Checking vs. savings: key differences at a glance

 

Checking Account

Savings Account

Purpose

Everyday spending and bill payment

Holding and growing money

Interest potential

Low or none (some accounts do earn interest)

Earns interest on your balance

Access frequency

Typically unlimited, designed for daily use

Occasional, designed for deposits more than withdrawals

Limitations

Can earn less interest than savings

May have monthly withdrawal limits depending on account terms

How do withdrawal rules and interest work?

For decades, a federal rule limited savings accounts to six “convenient” withdrawals per month. The Federal Reserve removed that requirement in 2020, but individual banks still set their own policies, so it pays to review your account terms or ask a banker before you move money frequently.

Interest on savings is typically expressed as an Annual Percentage Yield, or APY, which reflects what your balance earns over a year with compounding. Rates change with the market, so rather than chasing a number, focus on the habit: consistent deposits will outpace sporadic saving nearly every time. 

At Community Point Bank, we keep our rates competitive and our fee structure transparent, with options to reduce or waive monthly fees based on your account type or balance, because we’d rather see local money stay in local pockets.

How do you use checking and savings together?

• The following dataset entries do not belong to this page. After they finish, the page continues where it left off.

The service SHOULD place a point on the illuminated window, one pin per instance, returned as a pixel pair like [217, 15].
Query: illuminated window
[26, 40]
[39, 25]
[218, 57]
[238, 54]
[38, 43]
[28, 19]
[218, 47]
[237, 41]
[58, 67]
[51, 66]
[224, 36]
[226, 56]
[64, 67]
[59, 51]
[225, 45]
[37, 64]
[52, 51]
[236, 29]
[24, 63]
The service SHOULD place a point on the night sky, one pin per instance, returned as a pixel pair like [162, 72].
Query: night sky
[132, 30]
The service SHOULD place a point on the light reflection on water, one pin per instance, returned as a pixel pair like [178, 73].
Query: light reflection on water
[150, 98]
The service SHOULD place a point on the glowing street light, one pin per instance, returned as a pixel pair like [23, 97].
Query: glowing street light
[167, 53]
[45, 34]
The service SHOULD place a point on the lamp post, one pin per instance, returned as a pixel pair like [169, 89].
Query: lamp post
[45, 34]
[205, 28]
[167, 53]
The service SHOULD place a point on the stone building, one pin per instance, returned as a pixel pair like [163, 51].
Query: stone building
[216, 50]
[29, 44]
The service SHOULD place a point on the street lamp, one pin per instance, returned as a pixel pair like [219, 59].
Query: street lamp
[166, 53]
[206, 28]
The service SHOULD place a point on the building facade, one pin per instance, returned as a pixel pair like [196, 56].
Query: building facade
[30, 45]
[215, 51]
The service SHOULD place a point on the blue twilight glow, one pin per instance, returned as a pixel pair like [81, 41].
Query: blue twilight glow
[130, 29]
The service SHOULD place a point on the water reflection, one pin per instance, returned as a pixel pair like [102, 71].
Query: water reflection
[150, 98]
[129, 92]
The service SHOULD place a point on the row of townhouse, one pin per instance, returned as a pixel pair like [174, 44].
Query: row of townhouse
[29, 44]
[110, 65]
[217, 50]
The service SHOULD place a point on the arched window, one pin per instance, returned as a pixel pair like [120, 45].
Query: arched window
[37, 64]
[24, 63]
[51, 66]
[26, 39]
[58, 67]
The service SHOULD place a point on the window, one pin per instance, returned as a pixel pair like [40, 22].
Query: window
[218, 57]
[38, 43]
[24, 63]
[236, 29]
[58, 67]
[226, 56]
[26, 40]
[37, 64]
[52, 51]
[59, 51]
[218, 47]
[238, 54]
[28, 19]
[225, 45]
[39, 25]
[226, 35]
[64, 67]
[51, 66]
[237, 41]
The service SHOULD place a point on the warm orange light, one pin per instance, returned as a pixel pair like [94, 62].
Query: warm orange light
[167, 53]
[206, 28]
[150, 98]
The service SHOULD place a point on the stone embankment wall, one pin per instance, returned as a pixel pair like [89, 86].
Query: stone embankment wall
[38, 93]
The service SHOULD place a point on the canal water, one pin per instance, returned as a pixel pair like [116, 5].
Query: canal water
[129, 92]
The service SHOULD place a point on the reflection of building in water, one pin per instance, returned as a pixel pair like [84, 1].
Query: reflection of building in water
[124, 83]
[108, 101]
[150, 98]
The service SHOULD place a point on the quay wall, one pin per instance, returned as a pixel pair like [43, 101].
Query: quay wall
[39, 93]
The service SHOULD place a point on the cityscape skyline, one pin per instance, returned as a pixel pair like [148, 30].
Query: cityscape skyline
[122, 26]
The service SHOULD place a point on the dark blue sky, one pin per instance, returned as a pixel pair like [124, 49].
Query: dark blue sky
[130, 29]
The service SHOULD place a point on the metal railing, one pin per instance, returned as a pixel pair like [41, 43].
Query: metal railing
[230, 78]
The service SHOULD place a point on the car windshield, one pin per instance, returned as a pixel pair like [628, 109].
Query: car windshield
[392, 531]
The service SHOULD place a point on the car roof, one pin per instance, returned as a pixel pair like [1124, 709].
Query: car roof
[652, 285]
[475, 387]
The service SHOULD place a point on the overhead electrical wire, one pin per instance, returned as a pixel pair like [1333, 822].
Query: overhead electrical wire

Checking and savings aren’t competitors; they’re teammates. A few simple moves connect them into a system:

  • Set up automatic transfers. Schedule a transfer from checking to savings every payday, even a modest one. Saving happens before spending gets the chance.
  • Practice organized budgeting. When accounts are connected and working together, it is easier to move additional money from checking to savings after monthly expenditures are covered. 
  • Keep one to two months of expenses in checking. Everything beyond that cushion can work harder for you in savings.

 

If you’d like help setting this up, our personal banking team builds account setups around real central Missouri budgets every day, from Moniteau County farm households to young families in Cole County.

A customer standing in line at the bank

Open the right account close to home

Choosing between checking and savings isn’t really the question. The better question is how to make both work together for your goals. Community Point Bank has helped central Missourians answer it for generations, with personalized checking and savings solutions and bankers who know you by name.

Stop by your local CPB location or contact us today to open the account setup that fits your household.

Checking vs. savings account FAQs

Can I use a savings account for everyday purchases?

It’s not designed for that. Savings accounts may carry monthly withdrawal limits depending on your account terms, and frequent withdrawals reduce the interest you earn. Use checking for daily spending and savings for money you’re setting aside.

Do checking accounts earn interest?

Some do. While standard checking accounts earn little or no interest, interest-bearing checking accounts pay a return on your balance, often in exchange for meeting a minimum balance or activity requirement.

How much money should I keep in checking vs. savings?

A common guideline is one to two months of expenses in checking as a cushion, with your emergency fund and goal savings held in a savings account where they can earn interest.

Are checking and savings accounts both FDIC insured?

Yes. At an FDIC-member bank like Community Point Bank, both checking and savings deposits are insured up to the applicable limits, currently $250,000 per depositor, per ownership category.